Die ersten Fahrer waren bereits Donnerstag angereist, um die 230 Meter lange Bahn zu testen und ihre Autos auf die Gegebenheiten abzustimmen. Freitag folgten die offiziellen Trainingsläufe und pünktlich am Samstag zu den Qualifikationsläufen setzte Dauerregen ein. Schlangestehen an der Druckluftstelle zum reinigen der Modellflitzer war die Folge.

Im überdachten Fahrerlager, wo jeder der 90 Teilnehmer einen Arbeitsplatz zugewiesen bekommen hatte, herrschte drangvolle Enge. Zwischen Wartungs- und Reparaturarbeiten wird intensiv gefachsimpelt. Die meisten Fahrer kennen sich. Man trifft sich ja mehrmals im Jahr, denn so viele Asphaltbahnen gibt es in Deutschland nicht.

Der 20-jährige Nicolai Bähr aus Heidelberg muss zum Training bis nach Karlsruhe fahren. In Kirchhain kam für ihn im Achtelfinale das Aus. So wechselte er vom Fahrer- ins Helferlager, um von der Piste geflogene Minicars wieder auf die Strecke zu stellen.

Abflüge sind bei Spitzengeschwindigkeiten um 120 Kilometer pro Stunde keine Seltenheit.

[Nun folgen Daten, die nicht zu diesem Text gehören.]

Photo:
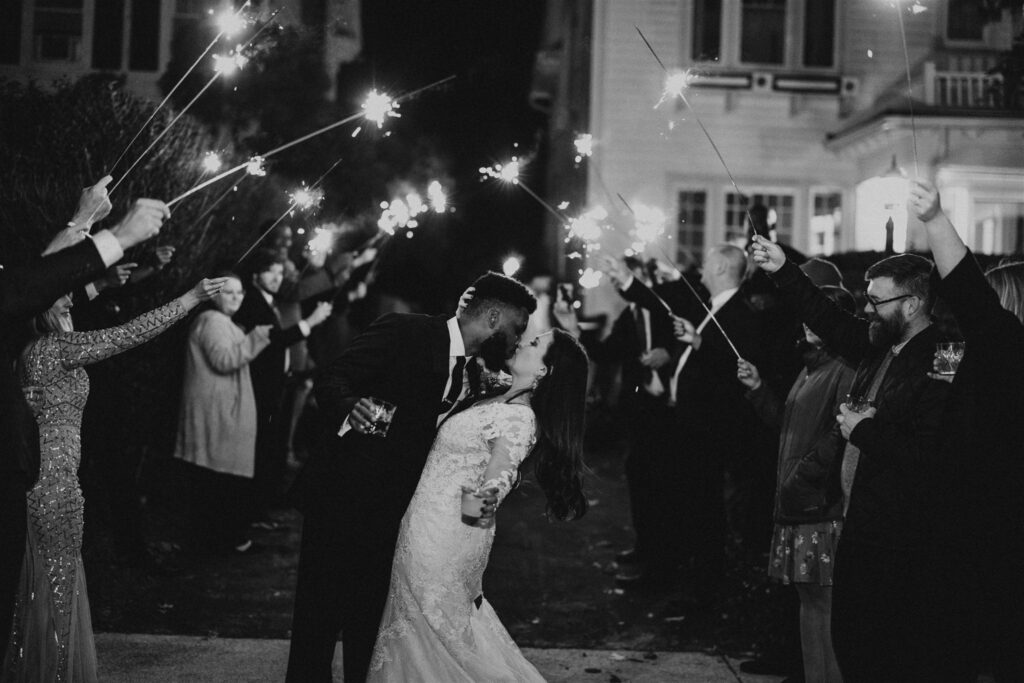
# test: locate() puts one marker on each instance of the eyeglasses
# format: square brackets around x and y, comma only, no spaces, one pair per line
[876,302]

Die Motoren schaffen sagenhafte 46000 Umdrehungen pro Minute und mit dieser Motorleistung brauchen die besten Fahrer nur blanke 12 Sekunden für eine Runde. Exakte Zeitnahme ist durch eingebaute Transponder Stand der Technik. Nach jedem Rennen wird eine Statistik mit exakten Rundenzeiten ausgehängt, die die Fahrer sorgfältig studieren und auswerten.

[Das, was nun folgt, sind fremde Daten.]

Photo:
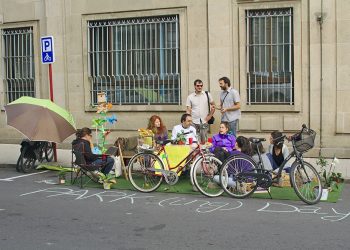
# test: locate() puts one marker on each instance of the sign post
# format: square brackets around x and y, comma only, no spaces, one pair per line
[48,57]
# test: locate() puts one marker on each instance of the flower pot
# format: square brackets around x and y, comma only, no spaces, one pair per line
[324,196]
[107,185]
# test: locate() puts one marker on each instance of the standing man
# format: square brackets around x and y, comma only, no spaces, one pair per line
[201,106]
[230,104]
[185,128]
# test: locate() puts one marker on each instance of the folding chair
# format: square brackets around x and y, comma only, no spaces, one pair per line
[81,170]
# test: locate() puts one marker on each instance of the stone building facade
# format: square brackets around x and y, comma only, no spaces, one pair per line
[288,59]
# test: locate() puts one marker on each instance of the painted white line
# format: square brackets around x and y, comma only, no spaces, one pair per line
[51,182]
[25,175]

Dauern die Vorläufe noch jeweils 5 Minuten, werden im Achtel- und Viertelfinale 15 Minuten höchste Konzentration verlangt. Die Halbfinalläufe dauern 30 Minuten und die besten 10 Fahrer messen sich 45 Minuten lang, um ihren Sieger zu ermitteln.

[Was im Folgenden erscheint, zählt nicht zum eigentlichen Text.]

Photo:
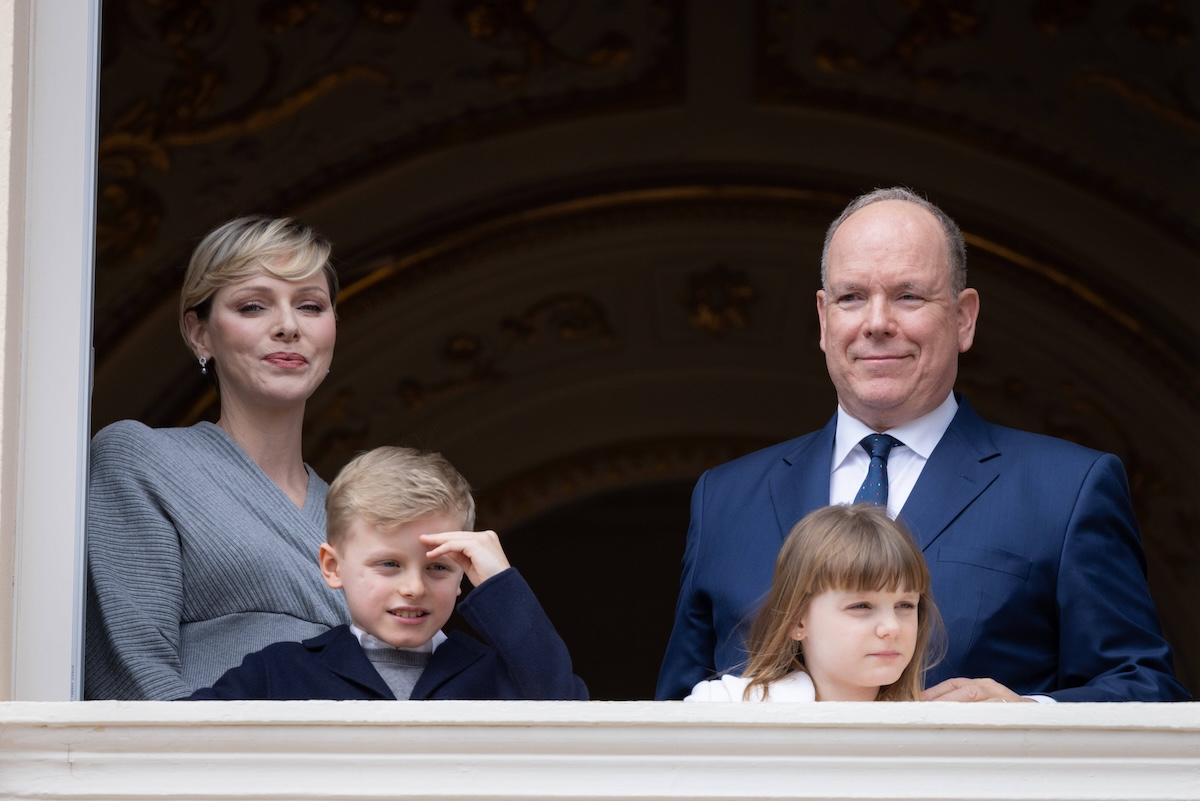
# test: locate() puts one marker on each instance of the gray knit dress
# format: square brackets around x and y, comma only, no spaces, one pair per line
[196,558]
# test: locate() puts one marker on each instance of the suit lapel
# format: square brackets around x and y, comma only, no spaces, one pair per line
[343,657]
[801,483]
[449,660]
[958,471]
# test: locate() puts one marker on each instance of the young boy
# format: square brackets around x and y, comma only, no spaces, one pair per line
[397,544]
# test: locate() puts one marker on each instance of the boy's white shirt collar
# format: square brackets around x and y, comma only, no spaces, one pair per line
[371,640]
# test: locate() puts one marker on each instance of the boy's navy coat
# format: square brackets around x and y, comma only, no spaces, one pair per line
[525,660]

Da alle vier bis fünf Minuten nachgetankt werden muss, ist klar, dass jeder Fahrer auch einen Helfer in der Boxengasse braucht. Spätestens hier sieht man auch Frauen im Einsatz, die an der Fernsteuerung äußerst selten anzutreffen sind. Auch für den so genannten Le- Mans-Start sind die Helfer unverzichtbar.

Seit 1980 ist der Motor-Sport-Club Kirchhain aktiv. Alle der 60 verfügbaren Vereinsmitglieder waren am Wochenende im Einsatz. An vorderster Front Vorsitzender Jürgen Schuch, der als Rennsportleiter keinen Protest entscheiden musste. „Das Wichtigste ist, dass die Teilnehmer zufrieden sind“, sagte er und das waren sie. Allen voran der Einheimische Christian Willert, der sich bei den Senioren in der Klasse 2 mit dem 4. Platz den Titel des Deutschen Meisters sicherte. Seine Kirchhainer Mitstreiter Sven-Michael Lienhop und Wolfgang Hederich belegten in der gleichen Klasse die Plätze 11 und 13.

Deutscher Meister mit einem Start-Ziel-Sieg in der Fahrerklasse 1 wurde Weltmeister Robert Pietsch aus Rosenheim, der nach einer dreiviertel Stunde Rennzeit eine Runde Vorsprung auf den Wiesbadener Oliver Mack herausgefahren hatte.